6Review the SOGC guidelines on contraception and the management of abnormal uterine bleeding.

Frequently Asked Questions

How many questions are on the Royal College ObGyn written exam?

The written component has two papers of multiple-choice questions: Paper 1 has about 80-90 single-best-answer MCQs and Paper 2 has about 80-90, for roughly 160-180 MCQs in total. Each paper is 3 hours.

What is the passing score for the Royal College ObGyn exam?

The pass score is 70% for each component (written and applied), determined through a standard-setting process. Paper 1 and Paper 2 are combined into one overall written score, so you pass the written component overall rather than each paper individually.

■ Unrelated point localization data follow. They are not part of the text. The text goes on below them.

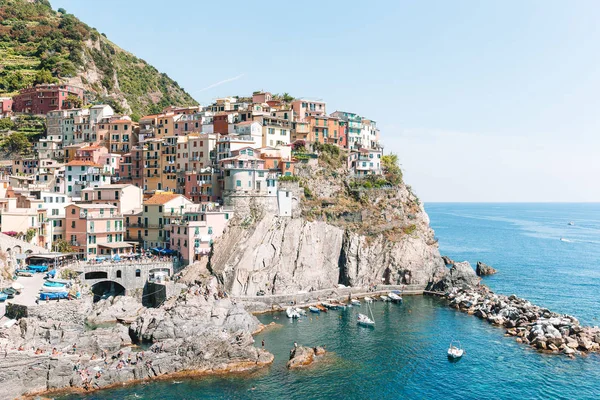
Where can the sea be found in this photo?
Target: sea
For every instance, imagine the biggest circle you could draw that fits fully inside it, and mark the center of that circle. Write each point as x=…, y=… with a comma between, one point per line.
x=539, y=256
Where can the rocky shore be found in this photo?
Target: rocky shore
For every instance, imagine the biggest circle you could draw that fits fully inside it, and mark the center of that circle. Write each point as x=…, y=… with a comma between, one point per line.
x=192, y=334
x=530, y=324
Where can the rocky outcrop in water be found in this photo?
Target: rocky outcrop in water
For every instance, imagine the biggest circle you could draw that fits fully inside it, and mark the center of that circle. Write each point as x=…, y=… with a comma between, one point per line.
x=460, y=275
x=484, y=269
x=302, y=356
x=196, y=333
x=530, y=324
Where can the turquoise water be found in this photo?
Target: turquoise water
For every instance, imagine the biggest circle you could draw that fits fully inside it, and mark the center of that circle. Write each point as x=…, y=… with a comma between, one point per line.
x=404, y=356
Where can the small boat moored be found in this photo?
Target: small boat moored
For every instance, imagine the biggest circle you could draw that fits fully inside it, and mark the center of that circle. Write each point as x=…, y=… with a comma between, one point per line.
x=395, y=297
x=455, y=351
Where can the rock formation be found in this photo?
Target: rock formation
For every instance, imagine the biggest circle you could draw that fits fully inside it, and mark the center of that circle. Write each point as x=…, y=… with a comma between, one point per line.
x=530, y=324
x=460, y=275
x=302, y=356
x=337, y=236
x=484, y=269
x=196, y=333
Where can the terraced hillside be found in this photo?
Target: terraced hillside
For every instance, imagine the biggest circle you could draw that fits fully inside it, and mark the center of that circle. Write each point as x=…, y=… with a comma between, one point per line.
x=39, y=45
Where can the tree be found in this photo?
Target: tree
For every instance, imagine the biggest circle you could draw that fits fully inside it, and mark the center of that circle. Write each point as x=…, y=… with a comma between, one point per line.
x=44, y=76
x=391, y=169
x=16, y=143
x=62, y=246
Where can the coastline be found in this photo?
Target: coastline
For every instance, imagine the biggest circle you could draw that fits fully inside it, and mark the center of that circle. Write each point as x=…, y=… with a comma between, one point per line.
x=238, y=368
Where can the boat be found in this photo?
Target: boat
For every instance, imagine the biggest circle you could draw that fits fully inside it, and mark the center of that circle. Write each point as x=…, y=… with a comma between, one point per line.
x=394, y=297
x=54, y=296
x=53, y=289
x=292, y=313
x=455, y=351
x=54, y=284
x=63, y=281
x=364, y=320
x=38, y=268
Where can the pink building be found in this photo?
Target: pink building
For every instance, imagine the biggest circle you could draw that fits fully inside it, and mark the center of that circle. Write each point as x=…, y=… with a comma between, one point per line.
x=42, y=99
x=95, y=229
x=5, y=107
x=193, y=236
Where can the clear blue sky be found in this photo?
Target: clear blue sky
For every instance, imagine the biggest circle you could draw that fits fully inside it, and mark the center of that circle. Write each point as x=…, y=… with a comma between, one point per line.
x=482, y=101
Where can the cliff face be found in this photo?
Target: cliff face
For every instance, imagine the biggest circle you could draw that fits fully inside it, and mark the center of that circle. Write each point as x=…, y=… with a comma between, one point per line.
x=336, y=236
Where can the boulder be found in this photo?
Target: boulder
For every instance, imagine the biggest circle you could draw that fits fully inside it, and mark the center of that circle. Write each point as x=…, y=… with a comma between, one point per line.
x=302, y=356
x=484, y=269
x=461, y=275
x=447, y=260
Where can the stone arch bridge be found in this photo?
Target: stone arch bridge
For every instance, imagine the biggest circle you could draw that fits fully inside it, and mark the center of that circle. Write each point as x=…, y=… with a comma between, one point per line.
x=131, y=275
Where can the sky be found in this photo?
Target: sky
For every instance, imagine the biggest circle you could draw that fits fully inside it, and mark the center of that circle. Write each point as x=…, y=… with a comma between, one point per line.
x=489, y=101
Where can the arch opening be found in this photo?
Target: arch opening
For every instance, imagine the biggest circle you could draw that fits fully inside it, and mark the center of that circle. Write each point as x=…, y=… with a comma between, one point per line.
x=106, y=289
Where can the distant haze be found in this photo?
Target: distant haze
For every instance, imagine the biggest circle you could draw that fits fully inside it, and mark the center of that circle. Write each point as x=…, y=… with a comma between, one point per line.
x=483, y=101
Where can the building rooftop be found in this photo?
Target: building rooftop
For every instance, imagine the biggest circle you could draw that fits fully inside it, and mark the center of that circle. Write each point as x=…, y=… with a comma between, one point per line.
x=81, y=163
x=161, y=198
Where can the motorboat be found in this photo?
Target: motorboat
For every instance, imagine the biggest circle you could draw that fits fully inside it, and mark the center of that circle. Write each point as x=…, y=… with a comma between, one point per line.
x=53, y=289
x=54, y=296
x=292, y=313
x=394, y=297
x=455, y=351
x=54, y=284
x=364, y=320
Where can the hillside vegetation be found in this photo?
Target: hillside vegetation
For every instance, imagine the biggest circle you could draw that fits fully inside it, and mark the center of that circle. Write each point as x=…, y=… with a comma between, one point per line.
x=40, y=45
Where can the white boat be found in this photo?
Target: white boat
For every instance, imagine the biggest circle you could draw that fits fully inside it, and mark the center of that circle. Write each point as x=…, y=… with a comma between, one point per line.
x=365, y=320
x=292, y=313
x=455, y=351
x=394, y=297
x=53, y=289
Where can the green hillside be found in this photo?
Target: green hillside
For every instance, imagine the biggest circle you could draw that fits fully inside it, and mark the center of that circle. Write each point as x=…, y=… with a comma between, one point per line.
x=38, y=45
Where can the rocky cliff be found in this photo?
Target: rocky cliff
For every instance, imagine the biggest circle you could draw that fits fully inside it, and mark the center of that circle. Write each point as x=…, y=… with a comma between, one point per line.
x=196, y=333
x=341, y=232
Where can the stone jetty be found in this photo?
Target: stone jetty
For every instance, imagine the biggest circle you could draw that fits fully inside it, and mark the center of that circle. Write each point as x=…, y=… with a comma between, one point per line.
x=530, y=324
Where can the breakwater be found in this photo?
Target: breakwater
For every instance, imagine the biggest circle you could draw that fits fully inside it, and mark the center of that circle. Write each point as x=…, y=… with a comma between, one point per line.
x=528, y=323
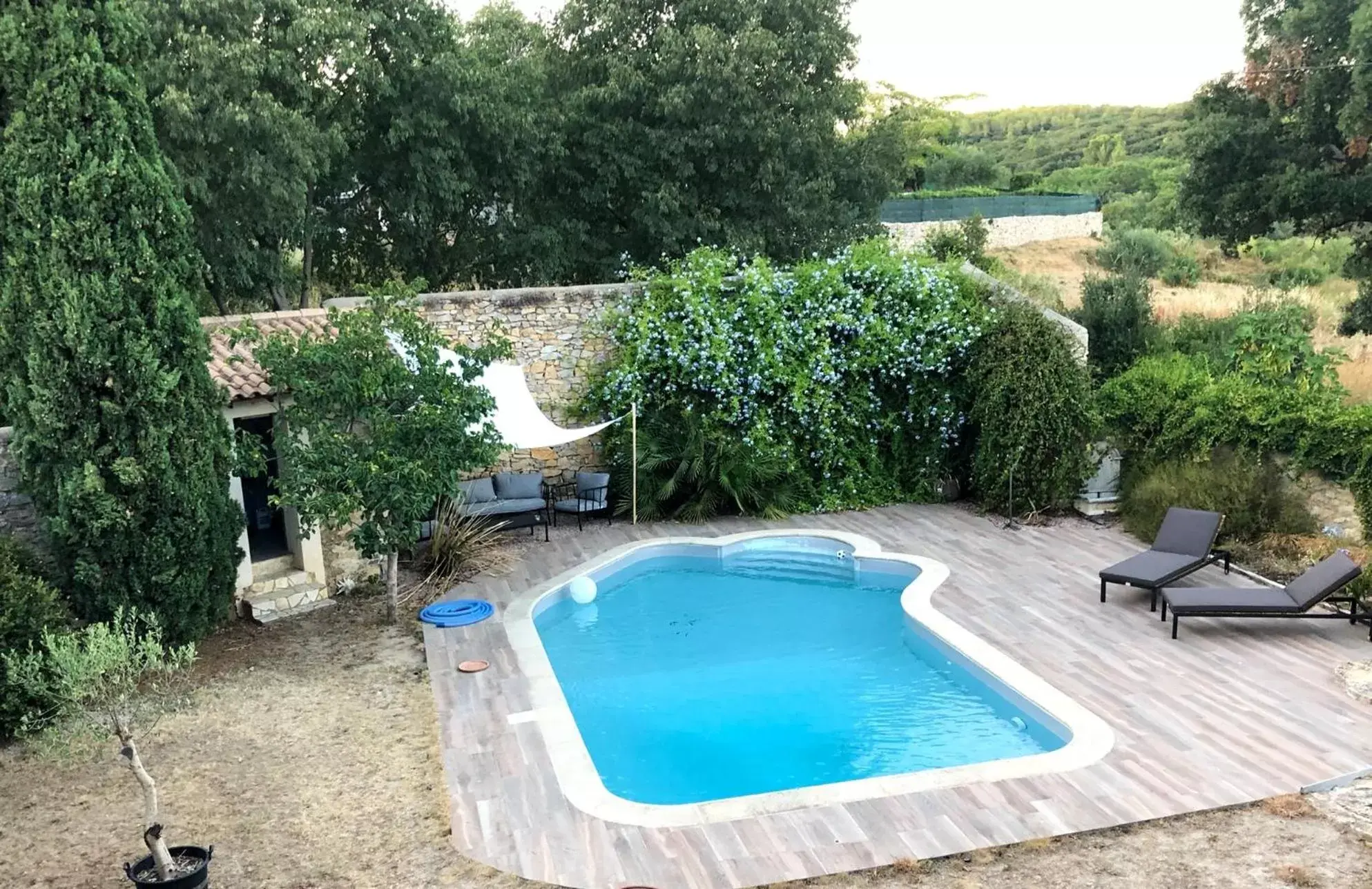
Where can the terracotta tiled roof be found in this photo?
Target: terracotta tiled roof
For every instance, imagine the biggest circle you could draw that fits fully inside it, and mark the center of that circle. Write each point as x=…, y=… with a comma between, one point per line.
x=244, y=379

Is the exam written-only or does it have an oral component?

It has two components. The written MCQ component comes first, and only candidates who pass it are invited to the applied component, which is a structured oral OSCE examination.

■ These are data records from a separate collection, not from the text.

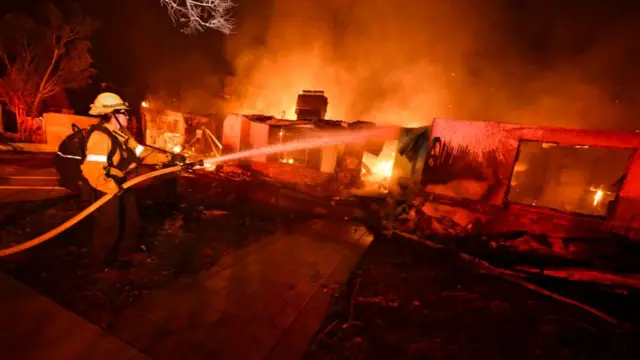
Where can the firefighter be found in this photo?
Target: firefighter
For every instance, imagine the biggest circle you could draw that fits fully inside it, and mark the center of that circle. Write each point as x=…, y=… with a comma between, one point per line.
x=110, y=153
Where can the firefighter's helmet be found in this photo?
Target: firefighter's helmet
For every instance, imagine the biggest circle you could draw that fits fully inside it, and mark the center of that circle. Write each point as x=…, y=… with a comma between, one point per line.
x=106, y=103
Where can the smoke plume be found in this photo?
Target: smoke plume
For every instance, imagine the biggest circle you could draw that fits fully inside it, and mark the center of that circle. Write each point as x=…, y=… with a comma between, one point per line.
x=405, y=62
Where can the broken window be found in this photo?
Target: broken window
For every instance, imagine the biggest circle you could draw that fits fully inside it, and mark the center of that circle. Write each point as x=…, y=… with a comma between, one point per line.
x=576, y=179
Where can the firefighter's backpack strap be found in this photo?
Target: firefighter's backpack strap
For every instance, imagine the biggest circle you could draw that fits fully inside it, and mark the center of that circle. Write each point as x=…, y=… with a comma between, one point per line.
x=115, y=143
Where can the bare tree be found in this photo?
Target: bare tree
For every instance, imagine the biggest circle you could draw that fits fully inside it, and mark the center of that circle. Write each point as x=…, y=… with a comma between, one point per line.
x=40, y=59
x=198, y=15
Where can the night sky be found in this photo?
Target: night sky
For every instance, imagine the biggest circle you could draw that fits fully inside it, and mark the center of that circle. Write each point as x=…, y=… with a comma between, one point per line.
x=517, y=61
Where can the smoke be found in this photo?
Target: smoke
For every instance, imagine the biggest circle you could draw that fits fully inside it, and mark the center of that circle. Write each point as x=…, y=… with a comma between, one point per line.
x=405, y=62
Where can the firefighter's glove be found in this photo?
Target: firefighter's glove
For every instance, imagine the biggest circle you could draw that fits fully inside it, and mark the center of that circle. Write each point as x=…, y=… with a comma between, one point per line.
x=190, y=166
x=178, y=159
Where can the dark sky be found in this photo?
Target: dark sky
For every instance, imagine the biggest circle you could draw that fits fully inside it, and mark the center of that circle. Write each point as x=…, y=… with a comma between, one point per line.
x=567, y=63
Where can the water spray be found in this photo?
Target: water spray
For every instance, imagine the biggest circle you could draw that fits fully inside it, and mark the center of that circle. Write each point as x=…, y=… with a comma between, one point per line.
x=321, y=140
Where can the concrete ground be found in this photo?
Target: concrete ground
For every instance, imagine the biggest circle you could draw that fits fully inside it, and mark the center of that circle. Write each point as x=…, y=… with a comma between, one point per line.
x=264, y=302
x=28, y=177
x=34, y=327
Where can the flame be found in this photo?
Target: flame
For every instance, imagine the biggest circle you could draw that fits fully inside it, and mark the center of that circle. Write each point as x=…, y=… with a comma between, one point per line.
x=597, y=197
x=383, y=168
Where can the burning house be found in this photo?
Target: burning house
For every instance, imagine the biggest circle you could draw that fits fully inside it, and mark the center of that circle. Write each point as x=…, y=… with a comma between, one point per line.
x=348, y=163
x=179, y=132
x=566, y=182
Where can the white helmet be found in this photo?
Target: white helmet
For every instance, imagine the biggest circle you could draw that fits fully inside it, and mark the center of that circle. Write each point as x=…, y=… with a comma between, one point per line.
x=106, y=103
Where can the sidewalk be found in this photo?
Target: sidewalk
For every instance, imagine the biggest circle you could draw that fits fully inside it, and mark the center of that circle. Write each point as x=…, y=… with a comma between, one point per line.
x=34, y=327
x=264, y=302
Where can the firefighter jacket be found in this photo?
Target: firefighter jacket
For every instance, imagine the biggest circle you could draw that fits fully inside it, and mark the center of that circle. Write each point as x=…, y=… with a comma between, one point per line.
x=105, y=174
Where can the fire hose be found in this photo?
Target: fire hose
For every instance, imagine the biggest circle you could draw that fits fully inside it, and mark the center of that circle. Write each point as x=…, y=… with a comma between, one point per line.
x=84, y=213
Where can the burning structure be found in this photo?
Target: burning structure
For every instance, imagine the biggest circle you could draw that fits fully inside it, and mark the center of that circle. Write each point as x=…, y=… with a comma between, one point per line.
x=563, y=181
x=367, y=168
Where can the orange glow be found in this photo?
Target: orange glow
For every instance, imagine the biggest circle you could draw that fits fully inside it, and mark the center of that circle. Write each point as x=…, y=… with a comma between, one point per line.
x=383, y=169
x=597, y=197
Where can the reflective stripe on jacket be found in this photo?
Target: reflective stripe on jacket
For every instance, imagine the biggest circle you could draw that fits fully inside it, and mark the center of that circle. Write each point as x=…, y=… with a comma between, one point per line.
x=95, y=167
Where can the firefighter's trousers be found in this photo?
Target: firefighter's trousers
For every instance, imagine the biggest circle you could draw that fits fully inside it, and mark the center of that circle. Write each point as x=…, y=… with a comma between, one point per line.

How much does the Royal College ObGyn exam cost?

For 2026, the comprehensive objective exam (written and applied) costs C$5,130, or C$2,565 per component if registered separately. A separate assessment-of-eligibility fee also applies, for example C$850 for Canadian residency specialty training. All fees are in Canadian dollars.

What guidelines does the exam follow?

The exam follows SOGC clinical practice guidelines, choosing wisely Canada, and standard textbooks such as Williams Obstetrics and Comprehensive Gynecology.

Are these official Royal College practice questions?

No. These are original OpenExamPrep questions modelled on the official blueprint and single-best-answer format. The Royal College provides its own guidelines and format documents separately on royalcollege.ca.